It is useful to note on the client intake or health screening form how the
client was referred to the salon. This helps you determine the type of
advertising that draws your clients. If the referral has come from another
salon client, be sure to thank the referring client. This small courtesy can well
lead to other valuable referrals.
CLIENT
CONSULTATIONS
Your consultations can take many forms such as over the phone, in person,
or over the computer. There is one key component to remember which is
visually seeing the area you will be working on either in person or with an
up-to-date photograph.
As you have your consultation with your client, you will need to have a client
intake form to go over with them. This intake form is to go over their history,
any reasons why they cannot have the procedures (also known as
contraindications), the minimal risks involved, and to understand what
procedure they want done.
Before beginning the analysis, you must have the client fill out a health
screening form.
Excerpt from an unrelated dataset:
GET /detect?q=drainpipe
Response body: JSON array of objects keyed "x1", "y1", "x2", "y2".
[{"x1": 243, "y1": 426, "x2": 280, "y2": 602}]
Similar to the form used for other cosmetology treatments, the
main purpose of the health screening form is to determine whether the client
has any contraindications that might prohibit certain skin treatments.
Clients who have obvious skin abnormalities, such as open sores, fever blisters
(herpes simplex), or other abnormal-looking signs should be referred to a
physician for treatment. They can be rescheduled after they obtain written
approval of facial services.
Should you ever have any questions regarding a client’s treatment and his or
her health conditions, always check with the client’s doctor first! Remember
one simple rule: When in doubt, don’t perform the service.
CONSULTATION STEPS
2. Carry out a skin analysis pinpointing any areas to avoid during treatment
i.e., minor contraindications such as Telangiectasia (broken capillaries).
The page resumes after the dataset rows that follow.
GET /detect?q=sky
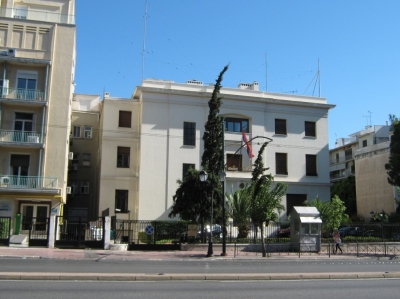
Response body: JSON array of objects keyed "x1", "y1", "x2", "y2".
[{"x1": 75, "y1": 0, "x2": 400, "y2": 148}]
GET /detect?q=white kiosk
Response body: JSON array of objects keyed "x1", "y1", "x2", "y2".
[{"x1": 290, "y1": 207, "x2": 322, "y2": 252}]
4. Suggest a treatment plan making sure you explain the cost, duration and
frequency required for the course.
5. Explain to the client what the treatment will do and how it will feel.
6. Explain to the client how the skin might react. Although reactions if any
are very minor, make sure clients are aware there may be some sensitivity.
7. Talk the client through the aftercare advice so they are aware of what
they should be doing post-procedure to look after their skin.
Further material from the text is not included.